Preparation is the key to success for most things in life; from running a race, passing tests, getting your dream job or, yes, even working through a divorce. For most couples in New York who choose to end their marriage, divorce can be challenging. While there are those few who can quickly negotiate a settlement and move along, for others, being prepared to face the demands the divorce process can place on individuals can only help make this difficult part of life a little easier to finalize and cope with.
So, what can a person do to help prepare themselves for divorce proceedings? First and foremost, it is important to get finances organized. Money and property are often a significant cause of contention during a divorce. Having documentation of current financial records that include any assets, debts, valuable property, expenses and income can help ensure all property is accounted for before property is divided. Along with having updated financial records, obtaining a personal line of credit or having money stashed away for a rainy day may prove helpful when working through this process.
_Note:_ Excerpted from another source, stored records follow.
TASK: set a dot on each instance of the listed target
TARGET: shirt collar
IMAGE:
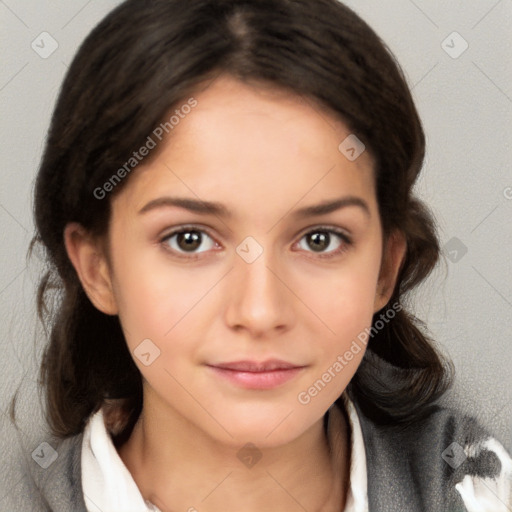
(108, 484)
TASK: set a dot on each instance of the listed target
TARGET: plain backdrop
(456, 57)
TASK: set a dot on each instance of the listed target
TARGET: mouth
(257, 375)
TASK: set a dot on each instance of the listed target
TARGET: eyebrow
(220, 210)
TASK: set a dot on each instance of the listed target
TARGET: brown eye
(188, 241)
(326, 242)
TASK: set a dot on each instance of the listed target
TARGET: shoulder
(44, 472)
(447, 458)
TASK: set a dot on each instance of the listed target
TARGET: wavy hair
(141, 61)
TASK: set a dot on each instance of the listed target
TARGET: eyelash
(347, 241)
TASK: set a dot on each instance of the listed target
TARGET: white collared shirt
(108, 485)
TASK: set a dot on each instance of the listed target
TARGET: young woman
(226, 202)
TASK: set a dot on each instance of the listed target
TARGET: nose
(260, 299)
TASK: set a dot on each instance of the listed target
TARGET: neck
(180, 467)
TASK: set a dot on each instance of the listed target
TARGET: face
(206, 296)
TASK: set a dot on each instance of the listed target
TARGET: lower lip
(257, 380)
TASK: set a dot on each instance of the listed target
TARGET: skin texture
(263, 153)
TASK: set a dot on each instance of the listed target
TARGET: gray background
(465, 102)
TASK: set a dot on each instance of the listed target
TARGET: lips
(253, 366)
(255, 375)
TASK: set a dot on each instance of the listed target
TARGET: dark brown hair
(143, 59)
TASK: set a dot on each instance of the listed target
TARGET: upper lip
(255, 366)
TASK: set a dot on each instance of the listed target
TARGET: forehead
(244, 144)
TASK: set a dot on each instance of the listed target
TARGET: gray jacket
(409, 469)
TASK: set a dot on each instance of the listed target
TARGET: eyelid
(340, 232)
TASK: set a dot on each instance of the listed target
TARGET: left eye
(320, 240)
(187, 240)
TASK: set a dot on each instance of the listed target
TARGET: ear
(393, 256)
(88, 257)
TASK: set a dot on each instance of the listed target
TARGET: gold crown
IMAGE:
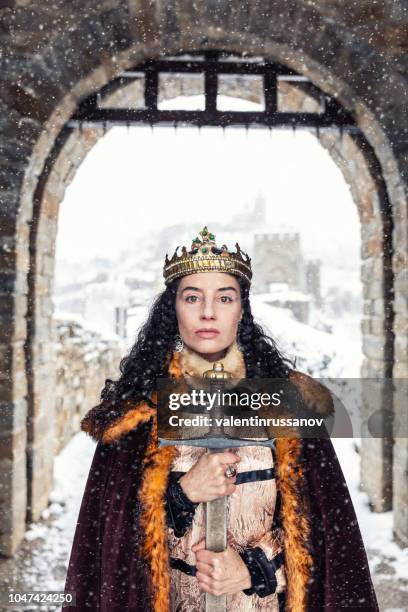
(206, 256)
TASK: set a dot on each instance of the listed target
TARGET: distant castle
(278, 258)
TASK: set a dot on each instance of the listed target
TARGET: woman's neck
(195, 364)
(211, 357)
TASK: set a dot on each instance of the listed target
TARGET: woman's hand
(206, 480)
(220, 573)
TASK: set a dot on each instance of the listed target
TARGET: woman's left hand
(220, 573)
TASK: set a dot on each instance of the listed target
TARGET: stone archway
(68, 63)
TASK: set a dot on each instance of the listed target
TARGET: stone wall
(84, 359)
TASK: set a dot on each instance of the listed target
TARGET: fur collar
(188, 363)
(194, 365)
(295, 513)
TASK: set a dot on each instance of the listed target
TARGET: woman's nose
(208, 311)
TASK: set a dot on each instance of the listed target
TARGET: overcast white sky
(139, 179)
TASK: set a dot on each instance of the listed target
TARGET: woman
(293, 538)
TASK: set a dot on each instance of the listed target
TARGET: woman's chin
(209, 347)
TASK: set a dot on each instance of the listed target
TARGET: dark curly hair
(150, 355)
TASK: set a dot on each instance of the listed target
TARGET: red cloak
(120, 559)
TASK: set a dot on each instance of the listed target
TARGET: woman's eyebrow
(190, 289)
(198, 289)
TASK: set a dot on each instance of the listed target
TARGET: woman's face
(208, 309)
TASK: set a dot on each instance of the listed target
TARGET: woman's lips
(207, 333)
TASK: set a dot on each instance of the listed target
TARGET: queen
(294, 543)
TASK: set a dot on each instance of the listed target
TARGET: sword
(216, 510)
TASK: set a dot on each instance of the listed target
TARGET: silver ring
(230, 471)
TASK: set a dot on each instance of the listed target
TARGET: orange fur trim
(175, 366)
(141, 413)
(157, 463)
(295, 524)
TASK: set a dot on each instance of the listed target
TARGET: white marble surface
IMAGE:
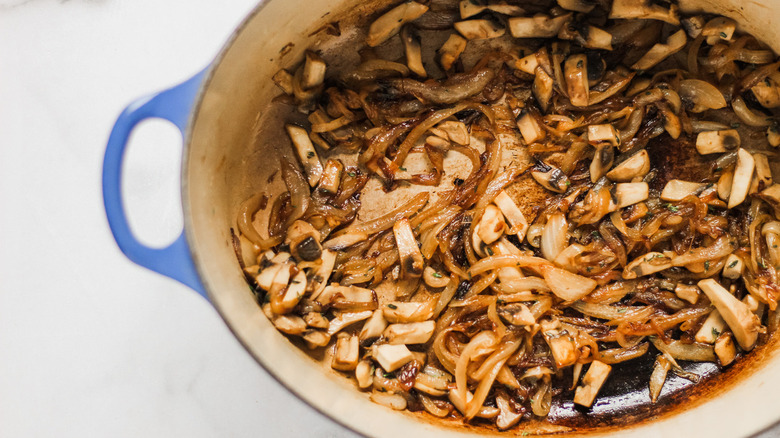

Secondly, seek professional assistance when needed. This can be the help of a family law attorney, financial advisor or even a therapist. Each of these individuals will work to support you and look out for your best interests during divorce proceedings.
Lastly, plan for the future. This can seem hard to do, especially if a divorce seems to drag on. However, having a plan for post divorce life can help individuals know what is worth fighting for in divorce and what is worth letting go.
Planning and preparing for divorce and post divorce life isn’t a walk in the park, and it can be difficult to do. However, making the necessary provisions can help couples in New York by easing the process overall. Those who are willing to take the time to plan and seek legal guidance as soon as possible will only help themselves prepare to handle the stresses encountered during divorce proceedings.